Tout pour ma chérie

Mon amoureuse est malheureuse.

Mon amoureuse est malheureuse et je ne peux sécher ses larmes. Je n’ai plus de bras pour la serrer contre moi. Plus de voix pour lui murmurer des blagues ou d’improbables mots doux à l’oreille. Plus d’yeux pour lui imprimer des “je t’aime” dans le cœur. Plus de lèvres pour l’embrasser. Plus de mains pour la caresser. Mon amoureuse est malheureuse, parce que mon corps a subitement fait sécession et qu’elle me croit disparu à jamais de son monde.

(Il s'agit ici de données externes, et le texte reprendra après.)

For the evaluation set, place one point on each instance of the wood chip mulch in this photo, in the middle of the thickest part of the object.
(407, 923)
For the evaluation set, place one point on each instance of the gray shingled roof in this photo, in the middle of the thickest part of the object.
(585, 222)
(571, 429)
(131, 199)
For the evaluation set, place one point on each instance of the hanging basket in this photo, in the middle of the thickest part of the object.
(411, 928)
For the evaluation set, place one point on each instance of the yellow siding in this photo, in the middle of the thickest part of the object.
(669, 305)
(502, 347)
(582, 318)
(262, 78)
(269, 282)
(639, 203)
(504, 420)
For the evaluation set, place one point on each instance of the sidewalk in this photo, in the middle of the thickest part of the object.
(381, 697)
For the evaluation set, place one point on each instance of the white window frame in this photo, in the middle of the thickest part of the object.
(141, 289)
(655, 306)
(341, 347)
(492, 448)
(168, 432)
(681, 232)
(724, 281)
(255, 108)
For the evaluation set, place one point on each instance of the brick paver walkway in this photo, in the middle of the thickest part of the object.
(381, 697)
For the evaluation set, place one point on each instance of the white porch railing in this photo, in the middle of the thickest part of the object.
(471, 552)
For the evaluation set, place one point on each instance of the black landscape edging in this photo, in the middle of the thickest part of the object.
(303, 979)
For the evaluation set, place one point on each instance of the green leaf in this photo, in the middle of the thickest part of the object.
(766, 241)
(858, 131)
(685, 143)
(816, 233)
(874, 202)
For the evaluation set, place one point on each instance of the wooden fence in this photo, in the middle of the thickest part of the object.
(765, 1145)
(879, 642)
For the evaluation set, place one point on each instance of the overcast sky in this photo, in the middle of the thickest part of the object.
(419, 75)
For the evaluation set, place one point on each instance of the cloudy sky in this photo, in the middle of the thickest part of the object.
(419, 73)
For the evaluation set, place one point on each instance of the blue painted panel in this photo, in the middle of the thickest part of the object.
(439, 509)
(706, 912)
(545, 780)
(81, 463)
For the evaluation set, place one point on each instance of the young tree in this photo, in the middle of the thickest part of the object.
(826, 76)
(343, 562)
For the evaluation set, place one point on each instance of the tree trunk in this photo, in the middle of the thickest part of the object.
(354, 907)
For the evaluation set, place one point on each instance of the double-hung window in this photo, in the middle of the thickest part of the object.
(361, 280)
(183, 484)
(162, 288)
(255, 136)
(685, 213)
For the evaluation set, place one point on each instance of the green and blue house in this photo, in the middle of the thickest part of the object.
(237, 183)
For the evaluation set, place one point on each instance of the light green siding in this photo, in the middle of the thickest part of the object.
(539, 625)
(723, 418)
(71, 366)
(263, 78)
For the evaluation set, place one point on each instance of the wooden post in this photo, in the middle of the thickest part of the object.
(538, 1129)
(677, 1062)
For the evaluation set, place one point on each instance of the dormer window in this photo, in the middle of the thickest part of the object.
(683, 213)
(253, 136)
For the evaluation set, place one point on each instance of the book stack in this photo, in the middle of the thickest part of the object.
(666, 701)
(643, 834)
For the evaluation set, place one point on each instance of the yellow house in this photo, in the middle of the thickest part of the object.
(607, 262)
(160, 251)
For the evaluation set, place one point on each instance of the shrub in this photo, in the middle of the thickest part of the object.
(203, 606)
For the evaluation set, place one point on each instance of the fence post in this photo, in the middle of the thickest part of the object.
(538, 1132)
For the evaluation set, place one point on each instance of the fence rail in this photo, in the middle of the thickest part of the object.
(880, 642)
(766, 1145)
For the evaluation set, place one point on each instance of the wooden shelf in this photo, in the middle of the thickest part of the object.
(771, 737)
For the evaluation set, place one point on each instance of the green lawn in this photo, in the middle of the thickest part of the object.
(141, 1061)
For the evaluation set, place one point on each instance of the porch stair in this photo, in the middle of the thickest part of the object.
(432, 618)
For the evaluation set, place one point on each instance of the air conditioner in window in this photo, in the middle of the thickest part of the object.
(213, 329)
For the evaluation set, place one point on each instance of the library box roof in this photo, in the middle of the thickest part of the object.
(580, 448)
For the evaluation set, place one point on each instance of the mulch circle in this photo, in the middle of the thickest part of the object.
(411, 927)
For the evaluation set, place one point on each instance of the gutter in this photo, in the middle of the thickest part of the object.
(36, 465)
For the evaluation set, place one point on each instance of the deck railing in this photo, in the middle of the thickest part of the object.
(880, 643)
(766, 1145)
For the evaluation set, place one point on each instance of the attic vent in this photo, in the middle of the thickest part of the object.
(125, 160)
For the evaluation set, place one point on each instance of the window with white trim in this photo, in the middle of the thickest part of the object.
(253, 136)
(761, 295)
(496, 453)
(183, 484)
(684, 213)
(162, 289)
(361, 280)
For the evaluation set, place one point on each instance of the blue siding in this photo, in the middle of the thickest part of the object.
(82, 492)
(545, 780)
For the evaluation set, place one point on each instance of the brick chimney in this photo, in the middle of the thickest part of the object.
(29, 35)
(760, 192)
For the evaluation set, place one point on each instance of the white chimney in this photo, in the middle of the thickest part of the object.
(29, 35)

Je n’ai jamais pu supporter sa tristesse, son chagrin. En près de douze ans, je suis toujours venu à bout de la moindre mine soucieuse, des rares nuages derrière ses yeux, des soupçons de peine dans sa voix. J’en suis très fier, même si je me la jouais plutôt humble. Elle m’appelait son magicien. Ça me chauffait de l’intérieur.

Et me voilà, désincarné, butant sans cesse au seuil de sa conscience, impuissant devant ses torrents de larmes. Mon amoureuse est malheureuse mais je trouverai le moyen de l’apaiser.

Tout d’abord, il me faut un corps pour l’approcher. Un corps libre d’aller et venir. Un corps capable de se glisser chez nous, de s’y faire discrètement une petite place. Un corps suffisamment mal en point pour qu’il ait un réel intérêt à m’héberger, à me laisser le guider jusqu’à elle.

À force de traîner autour de la maison, j’ai fini par trouver. Je marchande avec le petit chat noir affamé, infesté de puces et de vers, le pelage mité, le cuir couvert de cicatrices. Il est tellement malmené, ce chat, ivre de solitude, que ma compagnie l’égaie un peu.

Ensemble, nous revenons à la maison. Bien sûr, je ne peux pas brusquer le petit chat terrorisé. Il faut y aller piano. D’abord la nourriture. Je vole sans vergogne dans les gamelles de mes propres chats : elles ne resteront pas vides très longtemps, je connais bien ma moitié. Mon corps d’emprunt prend confiance et se signale aux félins en place, crevant d’envie de les rejoindre, d’être accueilli. Ça a failli mal se finir. Heureusement, mes deux matous ont dû me sentir, quelque part. Je l’ai toujours su, que les chats voyaient les morts. Eux qui étaient si territoriaux, les voilà à me dérouler le tapis rouge, à nous donner de l’espace et des croquettes.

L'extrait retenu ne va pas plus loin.